A product of distinctly alternate lifestyles in San Francisco and Los Angeles, Alexander Spit is best described as a big ball of sporadic energy that can’t be neatly pigeonholed. Without a trademark signature lane, he constructs his unique definition of cool by staying open to exploring a number of creative possibilities—an erratic strategy that works to mixed results. Free to roam amongst his own space, Dillinger’s strength lies in a delivery, which overpowers a dull voice that takes some getting used to. “Down” stands out as a fun and amped up highlight sure to translate well in live performances, one of a few songs to match the promise found throughout Spit’s back catalog.

Whether due to lack of access or mere assistance on self-reliance, Dillinger’s mission is executed with hardly any notable guest spots. One exception is “94 Logo Blur,” where Alexander Spit lets loose the witty simile “pocketful of dirty C notes like old Casios,” as he revives the minimalist style of the Cool Kids alongside Chuck Inglish. Changing pace, the mellow “Eleanor 60” includes references to the beloved cult film Old Boy and television chef Anthony Bourdain, signals of an avant-garde path that is brave for an artist still attempting to ascend from the underground’s ranks. Proving his versatility, Spit’s aspiration of comfortable living manifests on “Millions” with a slowed down flow inspired by the Midwest, as he makes sure to enunciate each syllable rattled off.
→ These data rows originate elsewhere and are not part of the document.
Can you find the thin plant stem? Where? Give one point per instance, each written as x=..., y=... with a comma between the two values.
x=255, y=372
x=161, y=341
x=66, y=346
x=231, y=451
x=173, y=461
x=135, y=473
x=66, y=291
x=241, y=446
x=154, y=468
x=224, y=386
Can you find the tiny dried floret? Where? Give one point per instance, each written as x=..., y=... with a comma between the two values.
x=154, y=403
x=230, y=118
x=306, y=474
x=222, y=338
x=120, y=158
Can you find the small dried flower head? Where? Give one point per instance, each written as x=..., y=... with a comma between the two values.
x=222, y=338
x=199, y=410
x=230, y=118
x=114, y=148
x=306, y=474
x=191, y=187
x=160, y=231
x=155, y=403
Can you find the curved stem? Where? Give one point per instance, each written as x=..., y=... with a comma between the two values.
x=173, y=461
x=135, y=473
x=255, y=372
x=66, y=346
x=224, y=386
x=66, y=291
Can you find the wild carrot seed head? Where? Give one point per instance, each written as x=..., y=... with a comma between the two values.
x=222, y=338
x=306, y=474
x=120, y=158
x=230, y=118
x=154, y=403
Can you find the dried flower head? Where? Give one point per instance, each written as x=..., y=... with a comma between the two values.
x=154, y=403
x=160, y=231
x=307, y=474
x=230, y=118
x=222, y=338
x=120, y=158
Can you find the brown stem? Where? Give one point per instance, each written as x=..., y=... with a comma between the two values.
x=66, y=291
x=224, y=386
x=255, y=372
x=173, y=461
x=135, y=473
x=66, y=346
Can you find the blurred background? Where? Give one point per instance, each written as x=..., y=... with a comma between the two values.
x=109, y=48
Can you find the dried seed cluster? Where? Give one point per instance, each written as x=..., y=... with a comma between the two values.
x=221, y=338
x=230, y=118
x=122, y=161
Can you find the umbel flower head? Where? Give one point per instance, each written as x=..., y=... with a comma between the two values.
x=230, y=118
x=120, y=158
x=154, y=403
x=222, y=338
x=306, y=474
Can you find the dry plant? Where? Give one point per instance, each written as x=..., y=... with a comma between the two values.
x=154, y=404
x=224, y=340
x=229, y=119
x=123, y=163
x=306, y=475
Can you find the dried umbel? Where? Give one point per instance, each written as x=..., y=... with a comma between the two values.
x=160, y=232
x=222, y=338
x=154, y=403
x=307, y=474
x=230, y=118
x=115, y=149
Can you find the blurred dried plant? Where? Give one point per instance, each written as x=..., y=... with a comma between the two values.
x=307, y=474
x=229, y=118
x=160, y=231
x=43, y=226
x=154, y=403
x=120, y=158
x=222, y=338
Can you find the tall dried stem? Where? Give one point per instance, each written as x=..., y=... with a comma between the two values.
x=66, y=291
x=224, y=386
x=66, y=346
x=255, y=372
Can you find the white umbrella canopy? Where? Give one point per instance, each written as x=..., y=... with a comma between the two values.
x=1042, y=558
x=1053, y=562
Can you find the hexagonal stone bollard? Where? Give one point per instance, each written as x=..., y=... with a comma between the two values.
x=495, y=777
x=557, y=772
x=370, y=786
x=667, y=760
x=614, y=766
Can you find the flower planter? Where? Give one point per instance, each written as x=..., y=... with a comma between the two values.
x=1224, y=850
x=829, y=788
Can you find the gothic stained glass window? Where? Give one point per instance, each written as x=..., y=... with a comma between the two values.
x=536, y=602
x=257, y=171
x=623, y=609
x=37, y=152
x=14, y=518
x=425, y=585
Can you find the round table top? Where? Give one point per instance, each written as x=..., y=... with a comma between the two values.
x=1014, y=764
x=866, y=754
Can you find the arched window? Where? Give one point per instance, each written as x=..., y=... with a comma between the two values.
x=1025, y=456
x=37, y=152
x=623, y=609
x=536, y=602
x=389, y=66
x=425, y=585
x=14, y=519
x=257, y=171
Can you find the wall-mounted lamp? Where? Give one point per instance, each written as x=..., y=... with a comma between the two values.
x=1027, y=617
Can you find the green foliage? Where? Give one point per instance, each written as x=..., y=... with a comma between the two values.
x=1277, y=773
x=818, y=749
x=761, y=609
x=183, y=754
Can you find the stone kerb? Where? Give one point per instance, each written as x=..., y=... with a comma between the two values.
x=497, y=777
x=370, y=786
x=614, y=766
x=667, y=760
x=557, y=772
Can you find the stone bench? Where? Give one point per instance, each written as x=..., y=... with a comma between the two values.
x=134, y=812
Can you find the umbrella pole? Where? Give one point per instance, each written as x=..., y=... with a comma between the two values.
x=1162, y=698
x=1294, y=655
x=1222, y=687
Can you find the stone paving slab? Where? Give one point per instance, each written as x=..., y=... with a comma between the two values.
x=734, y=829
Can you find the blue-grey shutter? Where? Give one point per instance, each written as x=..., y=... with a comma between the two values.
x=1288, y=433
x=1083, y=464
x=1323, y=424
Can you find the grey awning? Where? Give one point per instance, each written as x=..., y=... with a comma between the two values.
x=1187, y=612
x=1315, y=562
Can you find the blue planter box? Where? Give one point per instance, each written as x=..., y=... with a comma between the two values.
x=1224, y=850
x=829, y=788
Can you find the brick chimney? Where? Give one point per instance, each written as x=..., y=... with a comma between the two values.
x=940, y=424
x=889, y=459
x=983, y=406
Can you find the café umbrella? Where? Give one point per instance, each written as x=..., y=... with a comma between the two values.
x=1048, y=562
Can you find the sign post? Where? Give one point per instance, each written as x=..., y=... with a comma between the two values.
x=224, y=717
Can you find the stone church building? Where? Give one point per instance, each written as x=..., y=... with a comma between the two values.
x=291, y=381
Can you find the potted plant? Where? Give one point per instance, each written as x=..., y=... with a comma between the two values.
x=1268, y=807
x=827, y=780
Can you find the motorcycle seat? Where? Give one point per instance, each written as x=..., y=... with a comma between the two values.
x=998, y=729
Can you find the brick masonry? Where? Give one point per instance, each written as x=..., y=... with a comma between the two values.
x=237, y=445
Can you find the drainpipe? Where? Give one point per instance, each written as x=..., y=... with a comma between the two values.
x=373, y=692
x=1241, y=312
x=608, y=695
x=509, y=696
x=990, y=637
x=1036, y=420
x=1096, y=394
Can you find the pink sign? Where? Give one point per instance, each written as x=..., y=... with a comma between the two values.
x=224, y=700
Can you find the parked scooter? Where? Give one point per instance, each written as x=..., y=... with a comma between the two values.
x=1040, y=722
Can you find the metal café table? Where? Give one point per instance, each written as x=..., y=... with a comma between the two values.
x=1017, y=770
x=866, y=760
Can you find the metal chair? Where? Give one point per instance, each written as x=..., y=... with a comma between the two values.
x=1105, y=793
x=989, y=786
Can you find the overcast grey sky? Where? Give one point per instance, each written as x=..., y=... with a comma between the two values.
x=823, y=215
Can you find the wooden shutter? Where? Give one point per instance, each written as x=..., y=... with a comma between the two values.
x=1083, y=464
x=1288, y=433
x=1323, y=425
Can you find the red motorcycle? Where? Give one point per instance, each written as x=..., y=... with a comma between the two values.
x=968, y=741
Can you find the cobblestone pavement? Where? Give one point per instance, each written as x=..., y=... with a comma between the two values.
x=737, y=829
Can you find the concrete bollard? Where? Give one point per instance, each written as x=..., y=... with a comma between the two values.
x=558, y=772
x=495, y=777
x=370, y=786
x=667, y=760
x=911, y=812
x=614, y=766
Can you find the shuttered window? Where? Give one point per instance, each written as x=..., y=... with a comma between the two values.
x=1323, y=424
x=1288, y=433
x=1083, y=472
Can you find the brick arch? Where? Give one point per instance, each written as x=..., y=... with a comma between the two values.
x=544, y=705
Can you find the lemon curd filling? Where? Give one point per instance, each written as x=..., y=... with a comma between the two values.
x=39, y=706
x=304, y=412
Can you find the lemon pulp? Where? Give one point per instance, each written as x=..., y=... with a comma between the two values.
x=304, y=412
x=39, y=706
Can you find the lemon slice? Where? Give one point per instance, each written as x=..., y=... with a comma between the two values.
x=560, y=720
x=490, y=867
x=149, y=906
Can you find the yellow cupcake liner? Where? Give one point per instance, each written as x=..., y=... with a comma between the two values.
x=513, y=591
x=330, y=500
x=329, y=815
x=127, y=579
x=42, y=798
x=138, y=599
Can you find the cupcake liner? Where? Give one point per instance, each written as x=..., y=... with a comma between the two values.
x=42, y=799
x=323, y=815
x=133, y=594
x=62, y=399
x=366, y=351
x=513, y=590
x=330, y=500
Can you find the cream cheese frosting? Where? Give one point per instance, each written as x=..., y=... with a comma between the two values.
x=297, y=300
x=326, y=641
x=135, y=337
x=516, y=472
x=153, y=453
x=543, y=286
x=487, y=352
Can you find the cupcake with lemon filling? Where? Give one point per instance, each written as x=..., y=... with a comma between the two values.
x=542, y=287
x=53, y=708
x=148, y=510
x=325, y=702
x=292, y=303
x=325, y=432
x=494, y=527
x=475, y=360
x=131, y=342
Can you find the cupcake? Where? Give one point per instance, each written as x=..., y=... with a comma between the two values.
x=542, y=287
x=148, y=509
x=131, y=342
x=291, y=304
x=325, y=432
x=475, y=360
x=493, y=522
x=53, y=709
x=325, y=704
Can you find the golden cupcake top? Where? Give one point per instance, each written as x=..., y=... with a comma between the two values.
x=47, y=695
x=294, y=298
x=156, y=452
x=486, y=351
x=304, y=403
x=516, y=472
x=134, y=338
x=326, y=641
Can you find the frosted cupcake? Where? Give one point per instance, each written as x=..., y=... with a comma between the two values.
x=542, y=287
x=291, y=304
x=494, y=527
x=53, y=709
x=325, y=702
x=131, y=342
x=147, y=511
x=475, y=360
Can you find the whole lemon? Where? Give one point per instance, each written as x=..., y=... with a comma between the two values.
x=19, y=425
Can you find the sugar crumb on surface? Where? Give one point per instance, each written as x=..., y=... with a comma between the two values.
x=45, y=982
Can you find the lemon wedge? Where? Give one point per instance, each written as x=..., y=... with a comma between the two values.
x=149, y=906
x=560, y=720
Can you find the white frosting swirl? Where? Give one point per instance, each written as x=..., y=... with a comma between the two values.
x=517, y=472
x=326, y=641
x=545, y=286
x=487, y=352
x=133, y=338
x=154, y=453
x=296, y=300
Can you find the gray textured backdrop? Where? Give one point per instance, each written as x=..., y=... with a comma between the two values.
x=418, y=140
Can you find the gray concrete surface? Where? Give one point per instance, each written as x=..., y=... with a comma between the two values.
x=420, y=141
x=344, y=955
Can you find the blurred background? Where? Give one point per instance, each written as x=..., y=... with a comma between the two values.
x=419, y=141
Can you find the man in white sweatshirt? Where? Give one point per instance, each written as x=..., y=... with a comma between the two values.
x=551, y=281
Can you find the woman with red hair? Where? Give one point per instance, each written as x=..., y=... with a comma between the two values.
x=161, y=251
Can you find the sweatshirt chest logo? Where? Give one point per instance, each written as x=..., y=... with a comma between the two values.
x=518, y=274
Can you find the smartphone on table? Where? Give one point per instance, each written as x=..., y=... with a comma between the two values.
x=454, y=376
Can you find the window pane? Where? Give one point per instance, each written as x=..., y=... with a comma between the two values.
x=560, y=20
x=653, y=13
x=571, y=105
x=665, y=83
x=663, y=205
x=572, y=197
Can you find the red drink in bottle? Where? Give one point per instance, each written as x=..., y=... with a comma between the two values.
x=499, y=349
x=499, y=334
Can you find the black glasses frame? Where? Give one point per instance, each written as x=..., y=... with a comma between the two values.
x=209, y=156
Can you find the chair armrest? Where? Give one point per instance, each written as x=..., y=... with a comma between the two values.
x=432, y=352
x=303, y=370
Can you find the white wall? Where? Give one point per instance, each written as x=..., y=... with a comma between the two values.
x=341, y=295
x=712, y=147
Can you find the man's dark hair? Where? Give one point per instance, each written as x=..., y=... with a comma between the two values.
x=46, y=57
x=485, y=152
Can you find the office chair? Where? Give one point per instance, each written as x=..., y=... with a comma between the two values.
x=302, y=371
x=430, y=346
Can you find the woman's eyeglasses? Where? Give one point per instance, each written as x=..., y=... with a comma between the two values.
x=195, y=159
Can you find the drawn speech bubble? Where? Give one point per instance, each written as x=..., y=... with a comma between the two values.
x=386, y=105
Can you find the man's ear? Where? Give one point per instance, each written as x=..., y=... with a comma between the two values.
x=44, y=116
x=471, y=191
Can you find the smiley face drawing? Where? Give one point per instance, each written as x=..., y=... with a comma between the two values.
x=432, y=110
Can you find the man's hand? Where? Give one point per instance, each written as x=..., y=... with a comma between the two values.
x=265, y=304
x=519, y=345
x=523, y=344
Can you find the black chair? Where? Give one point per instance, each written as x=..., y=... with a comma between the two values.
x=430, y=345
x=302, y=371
While his ingenuity is praise worthy, Alexander Spit takes chances that could leave newcomers confused and disenchanted by his inconsistency. Given that his forward thinking has yet to be fully refined into a set sound, this gift and curse requires investments of time and patience with moments such as the genre bending ode to a dysfunctional relationship “June July August September.”  As well, “The Room/Bellucci Jawn” is a glaring example of filler which provides a difficult listen for those unaccustomed to the work of eclectic emcee. It’s a polarizing factor that could work against him in the long run. Summarily, Alexander Spit is worthy of keeping tabs on despite Dillinger missing the cohesion that could make him a stronger contender at present.